Sebbene le applicazioni pratiche della clonazione non siano immediatamente e pienamente comprensibili neanche ad alcuni scienziati, quello cui serve è senza dubbio la genesi di nuove cellule staminali pluripotenti, simili a quelle embrionali, per usi terapeutici, per lo studio di malattie umane e per la produzione di nuovi farmaci su larga scala. Non si parla ad alta voce di clonazione umana, nonostante i proclami fantasiosi secondo i quali un uomo sarebbe stato clonato dai raeliani, membri della setta ufologica francese creata dall'ex giornalista sportivo Claude Vorilhon.
Basta aspettare 50 anni
Clonare un organismo vivente significa farne due copie identiche in modo artificiale.
Oggi l’uomo clona piante con gli innesti (tecnica nota sin dai tempi dei Romani), clona lo stato quantico di una particella elementare, oltre che software, hardware e carte di credito. In natura, gli organismi unicellulari e alcuni invertebrati, come i Platelminti e gli Anellidi, si riproducono in modo asessuato e naturale originando copie identiche di se stessi.
Per questi ultimi, non possiamo parlare di clonazione.
Tuttavia, Gurdon crede che tra 50 anni la clonazione umana sarà realtà, come affermato alla trasmissione radiofonica della BBC, The Life Scientific, pur essendo consapevole dei numerosi fallimenti collezionati in Medio Oriente dal biologo cipriota, naturalizzato statunitense, Panayiotis Zavos, che dimostrano la scarsa efficienza della procedura nell’uomo, e i dubbi etici. Nonostante le sue provocazioni, il fascino della scoperta di Gurdon è dirompente da un punto di vista biologico. Una scoperta che gli è valso il titolo di Padrino della clonazione 4 anni prima di ricevere la notizia del Nobel, dopo i numerosi tentativi della commissione svedese di raggiungerlo al cellulare. Pare non fosse raggiungibile, quel giorno, neanche attraverso la sua segretaria, perché impegnato in una riunione di laboratorio.

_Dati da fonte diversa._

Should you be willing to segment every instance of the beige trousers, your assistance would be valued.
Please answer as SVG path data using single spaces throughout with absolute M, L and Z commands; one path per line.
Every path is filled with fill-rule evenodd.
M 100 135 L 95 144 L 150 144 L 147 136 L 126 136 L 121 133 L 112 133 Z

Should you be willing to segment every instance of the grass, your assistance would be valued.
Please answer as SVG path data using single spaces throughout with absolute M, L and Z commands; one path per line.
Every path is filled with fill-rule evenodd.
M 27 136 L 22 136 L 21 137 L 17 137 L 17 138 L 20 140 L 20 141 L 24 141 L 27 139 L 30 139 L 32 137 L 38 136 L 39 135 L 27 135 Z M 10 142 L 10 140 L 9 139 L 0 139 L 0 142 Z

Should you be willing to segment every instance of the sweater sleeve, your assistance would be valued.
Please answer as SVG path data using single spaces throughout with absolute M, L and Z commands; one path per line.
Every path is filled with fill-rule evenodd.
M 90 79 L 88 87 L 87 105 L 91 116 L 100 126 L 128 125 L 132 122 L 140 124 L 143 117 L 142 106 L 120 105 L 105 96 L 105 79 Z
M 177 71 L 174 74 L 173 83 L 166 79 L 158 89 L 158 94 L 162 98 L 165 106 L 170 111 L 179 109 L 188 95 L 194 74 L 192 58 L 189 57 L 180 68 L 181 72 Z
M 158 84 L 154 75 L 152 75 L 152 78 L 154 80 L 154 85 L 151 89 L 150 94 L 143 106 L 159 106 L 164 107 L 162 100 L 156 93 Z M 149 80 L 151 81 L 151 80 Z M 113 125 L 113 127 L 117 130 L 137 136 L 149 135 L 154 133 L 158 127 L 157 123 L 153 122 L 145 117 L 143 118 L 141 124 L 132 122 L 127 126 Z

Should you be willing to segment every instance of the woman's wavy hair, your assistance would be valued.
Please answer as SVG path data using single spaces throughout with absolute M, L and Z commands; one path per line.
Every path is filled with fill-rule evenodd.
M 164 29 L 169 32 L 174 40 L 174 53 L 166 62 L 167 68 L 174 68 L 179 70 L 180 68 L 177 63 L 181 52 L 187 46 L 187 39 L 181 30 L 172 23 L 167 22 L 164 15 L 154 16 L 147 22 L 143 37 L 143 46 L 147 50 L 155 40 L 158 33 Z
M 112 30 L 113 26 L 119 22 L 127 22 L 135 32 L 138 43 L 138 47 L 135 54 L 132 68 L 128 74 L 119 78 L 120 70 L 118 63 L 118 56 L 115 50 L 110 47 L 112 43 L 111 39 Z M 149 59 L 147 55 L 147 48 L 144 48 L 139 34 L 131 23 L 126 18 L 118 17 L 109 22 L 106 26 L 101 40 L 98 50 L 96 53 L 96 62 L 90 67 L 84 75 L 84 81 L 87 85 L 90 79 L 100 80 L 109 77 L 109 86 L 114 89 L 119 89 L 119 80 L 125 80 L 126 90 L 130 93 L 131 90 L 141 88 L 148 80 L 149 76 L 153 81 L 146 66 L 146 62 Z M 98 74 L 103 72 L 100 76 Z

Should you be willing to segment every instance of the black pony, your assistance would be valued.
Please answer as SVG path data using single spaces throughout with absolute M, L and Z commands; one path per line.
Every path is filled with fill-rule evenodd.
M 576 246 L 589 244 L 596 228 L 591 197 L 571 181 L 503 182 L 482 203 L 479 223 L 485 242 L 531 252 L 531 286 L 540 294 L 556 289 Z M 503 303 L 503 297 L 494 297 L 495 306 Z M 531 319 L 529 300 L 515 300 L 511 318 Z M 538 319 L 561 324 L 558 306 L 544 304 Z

Sir John, oggi, è un marito e padre di 86 anni e, pur dirigendo un grande Istituto di ricerca a Cambridge che porta il suo nome, continua a incontrare studenti in tutto il mondo come a Pisa, alla Scuola Superiore Sant’Anna, dove, il 13 maggio, trascorrerà una giornata con gli studenti di Medicina prima di tenere la Lectio Magistralis del ciclo seminariale Orizzonti in Medicina e Biologia.
Quel giorno, alle 17, presso la sua Aula Magna, la Scuola Superiore Sant’Anna gli conferirà il PhD honoris causa in Medicina Traslazionale per mano del suo nuovo Rettore, la prof.ssa Sabina Nuti, mentre la laudatio sarà pronunciata da Mauro Giacca, medico scienziato di fama internazionale, oggi professore al King’s College di Londra.